The only good scans of prints use drum scanners that wet mount the print, and the only way to use one of those is to either be rich, or send it away to get it scanned, so you can put it up on your website to sell prints. most amateurs need not apply, because of cost.

What I'm trying to say, in my roundabout way, is that you really only get a taste, usually, from a scan of a print. You only get the composition. Upscale it in your mind, and remember that the blacks will show detail, and the whites will usually show detail on the print, that doesn't exist on the scan.***

Example, this is one of the better people pic's I took. I just happened across this couple, in the evening, as light was fading, on an overcast day. 

On this print, you can actually see this man's fine white hairs on his head. ALL of them.
Here is a bit of the best scan I could take.




Notice that it just turns into a white blob.

So, since you can see _some _detail in the scan, you should definitely expect significant highlight detail in the actual print.


----------



## newrmdmike (Nov 21, 2007)

very slick.

i'd say i'd crop it or something, but i don't know HOW i would crop it.

blown highlights? psh, is it that big of a deal? its not like having a solid white kills a photo in every instance.


----------



## Alpha (Nov 21, 2007)

Thanks everyone for the comments.
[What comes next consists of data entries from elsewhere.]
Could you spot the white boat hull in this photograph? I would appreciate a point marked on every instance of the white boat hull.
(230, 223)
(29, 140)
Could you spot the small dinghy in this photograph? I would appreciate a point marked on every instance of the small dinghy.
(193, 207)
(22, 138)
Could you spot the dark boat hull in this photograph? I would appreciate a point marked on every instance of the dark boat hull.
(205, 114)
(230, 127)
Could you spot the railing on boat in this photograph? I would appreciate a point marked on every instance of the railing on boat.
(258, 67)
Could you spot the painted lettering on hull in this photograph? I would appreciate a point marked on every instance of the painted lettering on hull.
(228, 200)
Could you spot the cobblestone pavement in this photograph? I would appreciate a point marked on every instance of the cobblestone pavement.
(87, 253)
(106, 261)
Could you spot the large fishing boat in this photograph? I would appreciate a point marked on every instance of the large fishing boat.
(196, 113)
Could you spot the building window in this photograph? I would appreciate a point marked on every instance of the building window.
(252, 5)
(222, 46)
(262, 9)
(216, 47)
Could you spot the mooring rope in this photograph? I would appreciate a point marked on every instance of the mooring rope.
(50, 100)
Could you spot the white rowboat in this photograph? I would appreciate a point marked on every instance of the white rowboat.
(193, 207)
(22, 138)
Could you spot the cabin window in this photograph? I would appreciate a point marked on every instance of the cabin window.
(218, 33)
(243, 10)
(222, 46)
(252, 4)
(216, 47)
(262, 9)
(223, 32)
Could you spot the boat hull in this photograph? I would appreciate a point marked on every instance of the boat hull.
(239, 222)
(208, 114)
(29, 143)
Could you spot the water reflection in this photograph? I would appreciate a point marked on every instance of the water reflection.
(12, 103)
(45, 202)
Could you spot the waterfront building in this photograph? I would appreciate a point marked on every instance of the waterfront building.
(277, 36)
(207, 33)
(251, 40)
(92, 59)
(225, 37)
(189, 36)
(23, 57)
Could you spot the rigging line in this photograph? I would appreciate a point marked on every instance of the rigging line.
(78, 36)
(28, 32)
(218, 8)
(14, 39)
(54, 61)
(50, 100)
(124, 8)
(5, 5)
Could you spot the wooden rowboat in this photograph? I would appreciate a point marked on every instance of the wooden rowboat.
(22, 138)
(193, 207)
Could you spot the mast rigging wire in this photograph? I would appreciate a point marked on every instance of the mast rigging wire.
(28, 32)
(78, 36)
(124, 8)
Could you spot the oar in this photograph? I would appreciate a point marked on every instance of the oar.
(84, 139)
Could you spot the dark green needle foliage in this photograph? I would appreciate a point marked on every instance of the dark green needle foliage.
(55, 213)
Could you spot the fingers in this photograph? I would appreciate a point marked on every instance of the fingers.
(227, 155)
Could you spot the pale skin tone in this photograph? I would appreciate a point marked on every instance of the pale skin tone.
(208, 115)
It was developed in TMAX developer. In retrospect, I might have developed in a staning developer to help control the highlights. Still not entirely sure though. The texture and tone of the paper does help a little, though. 

Although it appears a little soft because of the scan, as far as I recall, the area to the right actually is partially blown out. As for whether it's distracting...perhaps. I don't find it overly so. I like the gradient of the woods thickening on the left to opening up on the right. 

As for the vertical crop, I had tried/considered it, but decided that it made for too boring a composition. There just wasn't enough variation...no larger areas of shadow or highlight. It just made the tone range a little too narrow for my tastes. 

As for the format, it's actually 35mm.


----------



## doobs (Nov 21, 2007)

It's probably my screen, but your highlights/midtones look kinda flat and all gray. Your shadows are definitely black though.

I would love to see the print, I am sure it does it much more justice. As for the framing, I agree with Matt that it would be more pleasing if it were framed vertically.

It's a nice shot, none the less, and I like the converging lines and DOF. 

Perhaps a slight burn on the right side could have controlled the blown out area.


----------



## jstuedle (Nov 21, 2007)

I love it Max, I am sure the detail in the print is super. You want to post details on selling prints?


----------



## Alpha (Nov 21, 2007)

jstuedle said:


> You want to post details on selling prints?



Tough call. I've recently changed my printing workflow significantly and haven't sold any prints since (no connection, thank you very much)...started developing in amidol and have gotten more heavily into toning and split-toning. They're definitely more labor-intensive. It also doesn't help price-wise that my stock of Ektalure, though large, is finite, as the stuff isn't made anymore; and gold toner isn't cheap. I've thought about trying an iron-blue toner, but haven't gotten around to it yet. I'm going to have to give the whole thing some serious thought. Anyone who might actually be interested in a print is of course welcome to PM me. 

I certainly appreciate the compliment. It's always very flattering when other photographers consider purchasing your work.


----------